Flux 3, now with 100% more Julia!

Flux v0.3 is a big release, with a brand new, pure-Julia backend for machine learning. This lets us immediately support all of Julia’s most powerful features, without having to compile them to a more limited backend like MXNet. It’s also a huge simplification, with a codebase that’s half the lines and much more straightforward.

Going forward, it will be much easier for us to apply our own optimisations and integrate with Julia’s rapidly growing GPU ecosystem. The housing data example shows how easy it is to drop CuArrays (or GPUArrays.jl) into a model for an easy speedup, with more integration coming shortly.

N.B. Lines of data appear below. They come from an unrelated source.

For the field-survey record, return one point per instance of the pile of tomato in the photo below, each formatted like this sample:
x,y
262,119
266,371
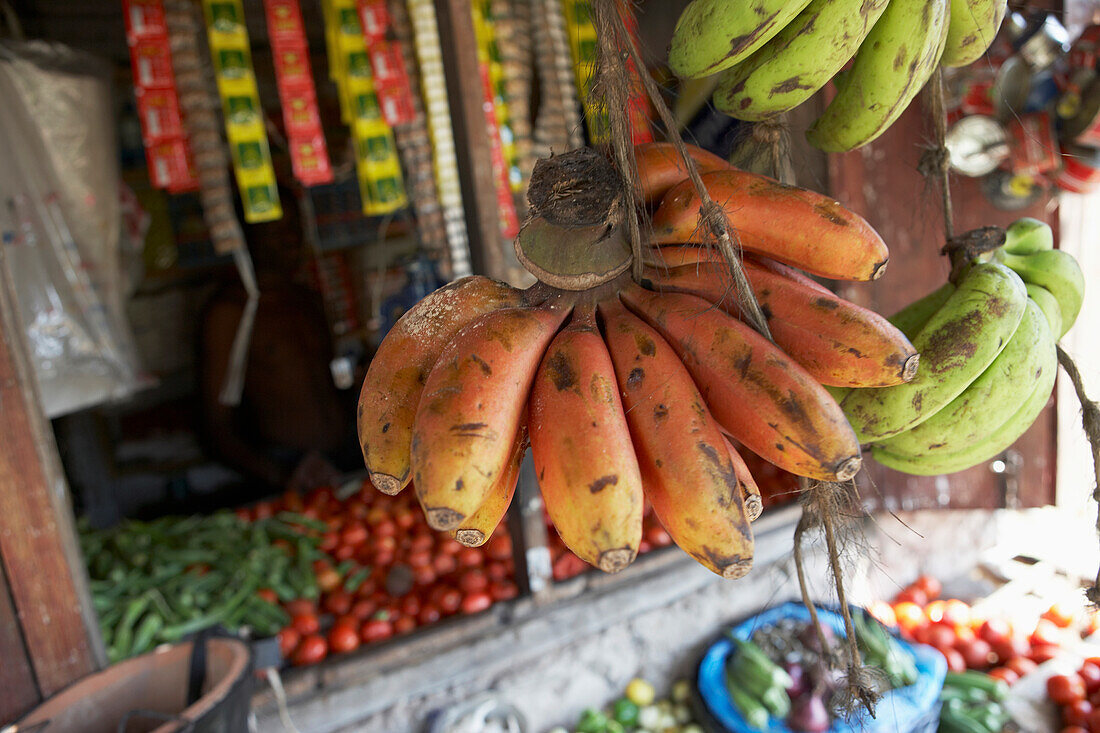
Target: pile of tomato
x,y
385,572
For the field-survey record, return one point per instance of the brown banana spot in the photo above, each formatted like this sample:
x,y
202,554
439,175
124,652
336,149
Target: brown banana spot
x,y
443,520
561,371
387,484
470,537
828,211
616,559
603,482
481,362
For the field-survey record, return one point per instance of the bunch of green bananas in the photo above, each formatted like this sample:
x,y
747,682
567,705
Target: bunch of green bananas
x,y
777,53
988,359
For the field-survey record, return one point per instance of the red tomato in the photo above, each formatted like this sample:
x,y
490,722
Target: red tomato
x,y
1042,653
376,630
299,605
955,660
473,580
450,600
928,586
1065,689
471,557
912,595
343,637
306,623
476,602
288,641
994,630
443,564
1076,713
1005,675
429,614
1060,614
1090,675
941,636
1045,632
503,591
498,546
1021,665
337,602
976,653
311,649
883,613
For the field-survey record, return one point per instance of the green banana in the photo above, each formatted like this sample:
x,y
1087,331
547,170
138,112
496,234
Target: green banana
x,y
1027,236
802,57
994,442
990,400
1047,304
957,343
912,318
974,25
712,35
894,61
1057,272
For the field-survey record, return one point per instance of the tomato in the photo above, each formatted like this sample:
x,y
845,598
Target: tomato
x,y
955,660
343,637
1060,614
931,587
1090,675
450,600
941,636
337,602
910,616
443,564
473,580
1042,653
1065,689
299,605
977,653
994,630
883,613
1005,675
409,605
498,546
476,602
376,630
1076,713
1046,632
429,614
503,591
311,649
288,638
1021,666
912,595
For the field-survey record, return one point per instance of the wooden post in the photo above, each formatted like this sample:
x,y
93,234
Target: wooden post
x,y
56,638
466,100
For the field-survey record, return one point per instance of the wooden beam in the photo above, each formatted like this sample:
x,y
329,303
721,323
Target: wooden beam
x,y
466,101
39,548
19,692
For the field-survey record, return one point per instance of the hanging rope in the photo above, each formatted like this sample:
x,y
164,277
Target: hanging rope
x,y
609,25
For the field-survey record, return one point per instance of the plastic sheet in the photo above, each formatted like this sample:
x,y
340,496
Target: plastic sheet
x,y
61,220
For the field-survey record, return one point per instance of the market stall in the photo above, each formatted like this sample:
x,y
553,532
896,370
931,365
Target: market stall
x,y
484,221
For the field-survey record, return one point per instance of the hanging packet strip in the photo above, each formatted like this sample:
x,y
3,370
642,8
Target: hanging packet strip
x,y
309,154
377,166
240,100
167,152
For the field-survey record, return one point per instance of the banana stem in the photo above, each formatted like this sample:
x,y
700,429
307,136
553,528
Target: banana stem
x,y
1090,420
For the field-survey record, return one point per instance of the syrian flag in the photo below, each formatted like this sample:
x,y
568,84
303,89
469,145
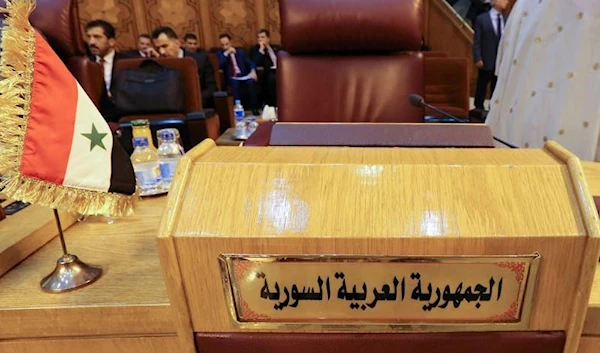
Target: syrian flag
x,y
55,147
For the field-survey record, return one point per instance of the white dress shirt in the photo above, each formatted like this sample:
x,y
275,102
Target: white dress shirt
x,y
109,59
236,68
494,17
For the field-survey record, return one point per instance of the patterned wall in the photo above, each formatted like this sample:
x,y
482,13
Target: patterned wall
x,y
206,18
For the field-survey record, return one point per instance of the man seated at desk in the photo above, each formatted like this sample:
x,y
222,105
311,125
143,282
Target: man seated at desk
x,y
168,44
238,69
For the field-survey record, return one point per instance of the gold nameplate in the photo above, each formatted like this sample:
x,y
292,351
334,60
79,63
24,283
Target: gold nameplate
x,y
380,290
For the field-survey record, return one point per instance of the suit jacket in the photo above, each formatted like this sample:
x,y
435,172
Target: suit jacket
x,y
244,63
108,109
485,42
477,8
206,75
263,60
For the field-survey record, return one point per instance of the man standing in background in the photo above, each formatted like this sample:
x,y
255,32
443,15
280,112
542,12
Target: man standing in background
x,y
489,28
236,65
549,77
101,43
264,55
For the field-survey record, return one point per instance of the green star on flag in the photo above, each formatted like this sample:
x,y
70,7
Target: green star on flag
x,y
95,138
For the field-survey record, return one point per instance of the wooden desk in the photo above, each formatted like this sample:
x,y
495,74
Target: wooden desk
x,y
590,342
228,138
127,310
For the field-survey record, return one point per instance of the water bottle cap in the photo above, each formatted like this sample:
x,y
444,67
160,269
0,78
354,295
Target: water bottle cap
x,y
166,135
140,142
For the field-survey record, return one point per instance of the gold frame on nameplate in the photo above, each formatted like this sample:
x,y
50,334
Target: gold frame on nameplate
x,y
232,296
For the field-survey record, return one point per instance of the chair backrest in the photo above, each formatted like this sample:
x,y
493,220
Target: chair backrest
x,y
447,84
58,20
189,72
343,67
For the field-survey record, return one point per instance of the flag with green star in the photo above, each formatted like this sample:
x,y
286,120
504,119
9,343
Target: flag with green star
x,y
60,152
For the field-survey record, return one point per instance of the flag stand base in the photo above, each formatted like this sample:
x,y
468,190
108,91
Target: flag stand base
x,y
70,274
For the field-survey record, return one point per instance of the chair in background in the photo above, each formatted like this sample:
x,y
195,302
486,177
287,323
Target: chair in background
x,y
200,123
447,85
358,68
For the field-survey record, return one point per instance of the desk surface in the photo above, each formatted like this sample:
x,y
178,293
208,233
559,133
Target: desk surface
x,y
131,296
131,291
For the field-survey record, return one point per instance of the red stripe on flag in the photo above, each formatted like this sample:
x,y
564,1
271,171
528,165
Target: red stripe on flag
x,y
52,117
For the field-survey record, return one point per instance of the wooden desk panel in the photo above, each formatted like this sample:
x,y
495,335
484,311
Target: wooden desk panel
x,y
589,344
164,344
130,298
592,175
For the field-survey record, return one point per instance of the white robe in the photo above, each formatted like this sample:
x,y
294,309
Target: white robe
x,y
549,76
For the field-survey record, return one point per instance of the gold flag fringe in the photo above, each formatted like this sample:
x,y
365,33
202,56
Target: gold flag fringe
x,y
16,77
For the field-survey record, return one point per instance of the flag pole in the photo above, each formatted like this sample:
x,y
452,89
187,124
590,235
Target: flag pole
x,y
70,272
60,234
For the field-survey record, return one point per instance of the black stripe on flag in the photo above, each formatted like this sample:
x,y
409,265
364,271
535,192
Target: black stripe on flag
x,y
122,178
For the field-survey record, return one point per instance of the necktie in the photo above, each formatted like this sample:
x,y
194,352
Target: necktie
x,y
499,26
272,55
235,68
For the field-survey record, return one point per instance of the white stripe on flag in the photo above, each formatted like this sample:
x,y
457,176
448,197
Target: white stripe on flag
x,y
89,169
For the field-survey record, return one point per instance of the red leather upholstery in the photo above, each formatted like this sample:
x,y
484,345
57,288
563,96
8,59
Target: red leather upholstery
x,y
455,342
372,135
349,88
344,62
342,26
59,21
447,85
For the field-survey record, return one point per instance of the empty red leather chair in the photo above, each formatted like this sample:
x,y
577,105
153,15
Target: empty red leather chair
x,y
350,61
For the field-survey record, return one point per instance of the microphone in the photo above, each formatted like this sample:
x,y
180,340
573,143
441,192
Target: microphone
x,y
419,102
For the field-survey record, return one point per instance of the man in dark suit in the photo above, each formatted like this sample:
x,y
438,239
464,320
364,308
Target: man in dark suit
x,y
488,32
477,8
264,55
168,45
101,44
235,64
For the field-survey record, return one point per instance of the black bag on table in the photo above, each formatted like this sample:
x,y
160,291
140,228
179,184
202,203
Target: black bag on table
x,y
150,88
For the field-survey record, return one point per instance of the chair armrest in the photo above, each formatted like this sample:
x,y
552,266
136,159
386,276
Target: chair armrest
x,y
224,108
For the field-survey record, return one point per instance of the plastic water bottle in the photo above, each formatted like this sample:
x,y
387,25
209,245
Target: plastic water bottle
x,y
240,121
168,156
146,166
252,125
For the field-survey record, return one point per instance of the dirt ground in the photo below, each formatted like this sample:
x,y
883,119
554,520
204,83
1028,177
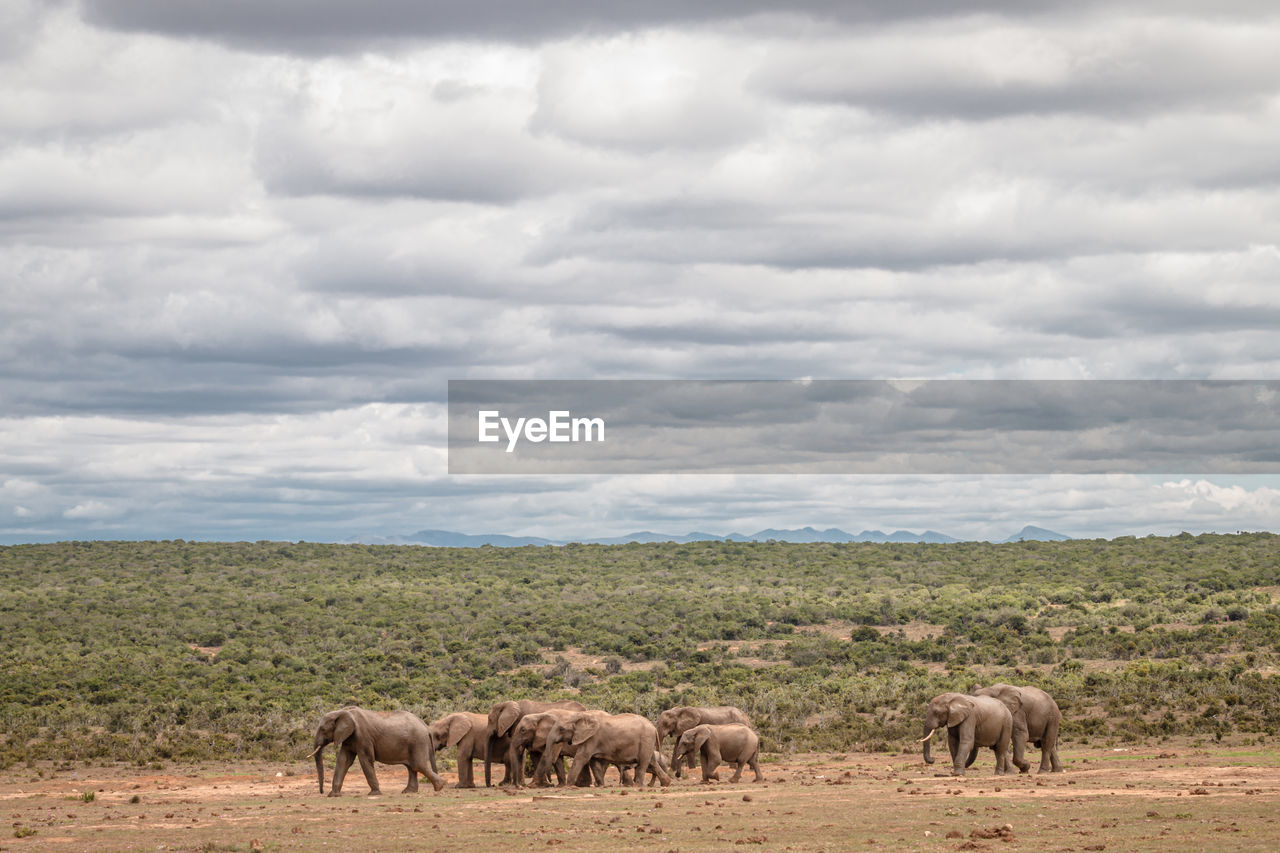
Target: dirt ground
x,y
1142,798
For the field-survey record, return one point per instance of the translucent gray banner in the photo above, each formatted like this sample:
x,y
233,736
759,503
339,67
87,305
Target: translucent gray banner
x,y
863,427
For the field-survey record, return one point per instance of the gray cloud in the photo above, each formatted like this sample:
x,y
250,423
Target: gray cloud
x,y
224,228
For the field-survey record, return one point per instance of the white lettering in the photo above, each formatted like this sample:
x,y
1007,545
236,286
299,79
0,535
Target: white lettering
x,y
558,423
487,423
558,427
589,424
512,434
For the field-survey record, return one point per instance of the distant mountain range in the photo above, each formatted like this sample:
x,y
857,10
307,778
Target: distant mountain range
x,y
452,539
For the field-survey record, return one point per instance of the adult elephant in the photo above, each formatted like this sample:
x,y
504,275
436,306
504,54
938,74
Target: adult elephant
x,y
469,733
617,738
388,737
502,717
972,721
679,720
734,743
1036,720
529,735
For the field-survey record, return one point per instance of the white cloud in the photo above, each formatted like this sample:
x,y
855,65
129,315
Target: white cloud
x,y
227,238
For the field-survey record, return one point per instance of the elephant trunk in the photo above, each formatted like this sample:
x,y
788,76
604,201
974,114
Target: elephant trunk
x,y
319,755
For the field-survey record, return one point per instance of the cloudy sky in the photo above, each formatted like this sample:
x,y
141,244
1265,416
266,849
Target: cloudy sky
x,y
243,245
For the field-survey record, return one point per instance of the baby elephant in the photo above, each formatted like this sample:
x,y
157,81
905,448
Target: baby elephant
x,y
732,743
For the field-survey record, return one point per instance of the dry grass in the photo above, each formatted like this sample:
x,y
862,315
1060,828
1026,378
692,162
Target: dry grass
x,y
1121,799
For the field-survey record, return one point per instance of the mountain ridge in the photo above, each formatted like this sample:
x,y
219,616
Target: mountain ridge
x,y
437,538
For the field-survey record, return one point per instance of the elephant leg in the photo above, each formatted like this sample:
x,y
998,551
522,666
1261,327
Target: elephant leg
x,y
1020,737
964,755
339,770
466,775
366,763
1048,749
711,761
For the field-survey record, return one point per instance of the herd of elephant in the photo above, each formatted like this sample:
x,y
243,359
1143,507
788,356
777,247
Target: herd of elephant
x,y
545,731
1002,716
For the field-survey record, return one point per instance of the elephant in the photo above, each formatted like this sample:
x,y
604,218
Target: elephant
x,y
469,733
389,737
530,735
617,738
679,720
502,717
972,721
732,743
1036,720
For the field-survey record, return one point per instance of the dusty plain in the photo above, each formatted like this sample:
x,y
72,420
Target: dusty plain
x,y
1166,797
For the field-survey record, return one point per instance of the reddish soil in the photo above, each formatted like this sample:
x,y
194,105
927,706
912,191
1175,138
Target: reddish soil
x,y
1141,798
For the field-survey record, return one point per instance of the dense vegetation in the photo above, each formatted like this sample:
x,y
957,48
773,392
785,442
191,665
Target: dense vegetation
x,y
178,649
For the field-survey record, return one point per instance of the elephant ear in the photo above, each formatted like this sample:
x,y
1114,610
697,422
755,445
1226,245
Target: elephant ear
x,y
959,710
458,729
584,729
507,719
343,726
702,738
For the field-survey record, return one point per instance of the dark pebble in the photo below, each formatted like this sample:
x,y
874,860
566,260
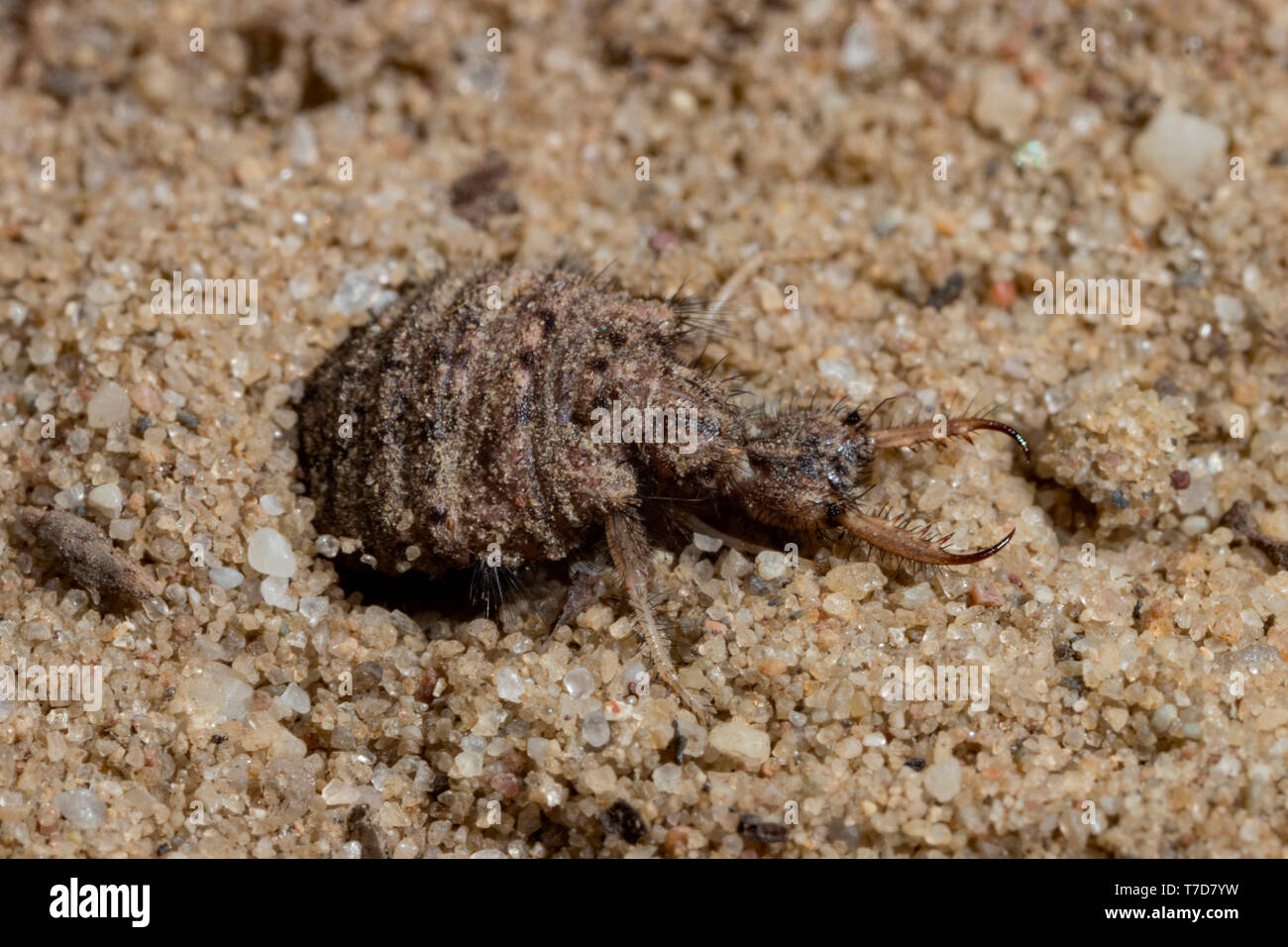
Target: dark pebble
x,y
945,294
622,818
761,828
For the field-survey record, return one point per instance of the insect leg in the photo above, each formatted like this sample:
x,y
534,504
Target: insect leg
x,y
918,545
629,545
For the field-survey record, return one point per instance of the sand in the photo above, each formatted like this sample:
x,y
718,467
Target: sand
x,y
947,159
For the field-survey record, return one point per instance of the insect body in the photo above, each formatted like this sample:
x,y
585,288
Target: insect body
x,y
467,423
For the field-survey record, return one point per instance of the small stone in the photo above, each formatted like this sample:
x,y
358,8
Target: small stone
x,y
668,777
356,292
838,605
580,684
707,544
1229,311
77,441
858,48
838,368
338,792
295,698
81,808
855,579
1003,103
1183,151
743,742
146,398
226,578
313,607
943,780
593,728
303,144
468,764
274,592
106,500
509,684
268,552
108,406
1001,292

Of course, you don’t need a GPU to get started, and trying it out is as simple as


Check out the new docs and enjoy!


Is there a model for CNN?

1 Like

Not just yet – CNN support is a work in progress, but should be pretty easy to add. I’ll finish it up in the next couple of weeks if no one beats me to it with a PR :slight_smile:


Compare & contrast Flux with Knet?

The main difference right now is that I’ve written Flux to avoid some issues with Knet’s current interface. This enables it to provide a higher-level Keras like API (stacking of layers, reusing common layers like LSTM etc). Knet is also looking to fix those things too, and me, Deniz and Jarrett have been working together to figure out the One True Interface, so things will converge in future.

Longer term, Flux will focus on traditionally “static” graphs and optimisations – e.g. pre-allocating memory, scheduling, parallelism and smart batching. The eventual hope is that you can mix and match these different approaches without making the traditional tradeoffs.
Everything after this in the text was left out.